This article highlights some ongoing Dask work that I personally find interesting and that I think you might enjoy too :)
Also, if this is the sort of work that appeals to you, consider joining us at Coiled. Coiled - OSS Engineer
Table of Contents
https://github.com/dask/distributed/pull/4857 by Jacob Tomlinson (NVIDIA)
Jacob is adding more information to our HTML representations of Clients and clusters.
https://github.com/dask/dask/pull/7763 by Genevieve Buckley (NumFOCUS/Dask)
Similarly, we’ve been providing more visual context around Dask’s internal graph structure.
https://github.com/dask/distributed/pull/4784 (and many others) by Florian Jetter (Coiled)

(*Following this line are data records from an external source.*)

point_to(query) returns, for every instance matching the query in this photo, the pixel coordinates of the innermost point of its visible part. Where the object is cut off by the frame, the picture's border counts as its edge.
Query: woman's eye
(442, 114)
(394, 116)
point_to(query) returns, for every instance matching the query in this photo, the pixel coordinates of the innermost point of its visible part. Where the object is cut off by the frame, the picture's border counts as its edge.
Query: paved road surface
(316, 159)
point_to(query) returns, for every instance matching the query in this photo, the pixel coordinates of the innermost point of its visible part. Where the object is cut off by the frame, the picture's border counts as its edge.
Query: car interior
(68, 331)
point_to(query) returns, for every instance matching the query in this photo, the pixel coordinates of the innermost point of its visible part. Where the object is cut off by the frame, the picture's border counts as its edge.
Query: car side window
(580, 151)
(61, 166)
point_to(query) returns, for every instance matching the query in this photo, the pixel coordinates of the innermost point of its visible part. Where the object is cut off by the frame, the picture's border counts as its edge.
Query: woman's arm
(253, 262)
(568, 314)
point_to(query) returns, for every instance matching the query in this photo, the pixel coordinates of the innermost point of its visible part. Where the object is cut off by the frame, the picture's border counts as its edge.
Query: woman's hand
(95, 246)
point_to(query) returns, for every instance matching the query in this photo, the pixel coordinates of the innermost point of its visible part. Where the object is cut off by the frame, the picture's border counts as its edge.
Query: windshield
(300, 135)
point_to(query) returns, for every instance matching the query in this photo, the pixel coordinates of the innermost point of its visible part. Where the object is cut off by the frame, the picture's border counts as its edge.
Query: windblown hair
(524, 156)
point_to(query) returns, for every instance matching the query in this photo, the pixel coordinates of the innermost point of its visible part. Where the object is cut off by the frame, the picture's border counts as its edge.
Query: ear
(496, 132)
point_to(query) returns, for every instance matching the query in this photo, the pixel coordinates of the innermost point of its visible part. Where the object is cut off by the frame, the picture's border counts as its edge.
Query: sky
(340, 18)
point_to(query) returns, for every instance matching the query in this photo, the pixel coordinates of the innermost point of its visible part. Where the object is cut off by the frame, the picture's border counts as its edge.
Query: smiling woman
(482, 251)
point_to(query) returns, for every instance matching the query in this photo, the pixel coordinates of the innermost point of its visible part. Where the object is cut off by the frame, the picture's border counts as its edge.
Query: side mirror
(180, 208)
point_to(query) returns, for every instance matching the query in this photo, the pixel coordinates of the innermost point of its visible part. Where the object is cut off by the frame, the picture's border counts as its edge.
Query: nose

About six months ago, we started making larger changes to Dask internals. Unfortunately, this resulted in instabilities in larger and more complex workloads. See Stability of the Dask library for discussion on this topic.
Over the last couple of months, Florian has been resolving many very small issues with the scheduler. That work culminated this week in smooth functioning of some of the largest and nastiest workloads to which we have access (thank you hedge funds).
No fancy picture on this one, but it’s exciting news :)
https://distributed.dask.org/en/latest/worker.html#memory-not-released-back-to-the-os and https://github.com/dask/distributed/pull/4874 by Guido Imperiale (Coiled)
A common cause of running out of memory in Dask workloads is unmanaged memory. There are several things to do to solve this problem, but a big one is visualization (making people aware of the problem) and providing strategies for remediation. Guido is working on automating solutions for the full problem, but in the meantime, we’ve enhanced the memory usage dashboard plot, and written up documentation that explains what’s going on and how to remediate it if desired.
On a personal note, it’s been surprising how many times Coiled engineers have looked at old issues and said, “You know, we should just run this again and look at the memory plot. I’ll bet that this is unmanaged memory”. This is a surprisingly common situation.
Some workloads that should flow through Dask easily without taking up much memory don’t. Instead, they exhibit poor data allocation, which results in excess communication and slows things down.
This is due to a subtle decision in task scheduling which is good in many but not all situations. In particular, this tends to hit large embarrassingly parallel computations followed by simple reductions, which are particularly common among earth science workloads.
Gabe has been working on cheap heuristics that can identify and correct for this situation in particular, while also applying to Dask’s scheduling more generally.
https://github.com/gjoseph92/dask-profiling-coiled/tree/main/results#cython-shuffle-nogc-20ms-batched-send-2 and https://github.com/dask/distributed/issues/4881#issuecomment-859208156 by Gabe Joseph (Coiled)
As part of the larger scheduler performance effort, we’ve taken a deeper look at our use of Tornado for communication. After accelerating the Dask scheduler with high-level graphs and Cythonization, we’ve become increasingly suspicious that communications play an increasingly large role in overhead (as everything else gets faster, previously unimportant things become important).
It was hard to be sure though because profiling network stacks is hard, both because it’s highly concurrent and because it engages system calls outside of Python, both of which screw with traditional performance measurement techniques.
Fortunately, this week we were able to confirm the relevance here by increasing the time batch window in Dask workers. This resulted in non-trivial performance increases.
This allows us to now develop on the networking stack with greater confidence of returns. We’re looking at several options, including dropping from Tornado down to Asyncio, which lets us better leverage uvloop/libuv, and also dynamically adjusting batching time windows up from our current default of two milliseconds.
https://github.com/dask/distributed/pull/4886 by Naty Clementi (Coiled)
Finally, we’ve been looking at a more scalable version of the beloved Task Stream plot. The task stream plot is the most commonly used dashboard plot. It tells the activity of every core in the cluster over time.
However, this plot doesn’t scale well. As your cores reach into the hundreds, it starts making less sense to visualize every one of them. Additionally, as you start processing thousands of tasks per second, it stops making sense to plot every one onto the screen. Our eyes just can’t make sense of this information.
But how do we replace this beloved plot? How do we answer the same questions that plot answers with different, aggregated charts?
A big step towards that is to visualize Task Groups. Task Groups are collections of related tasks. They scale with the complexity of a computation, not with the size of the data. They also store a ton of information about what’s going on. We’re now figuring out how best to convey this information visually in a way that is tasteful and pragmatic.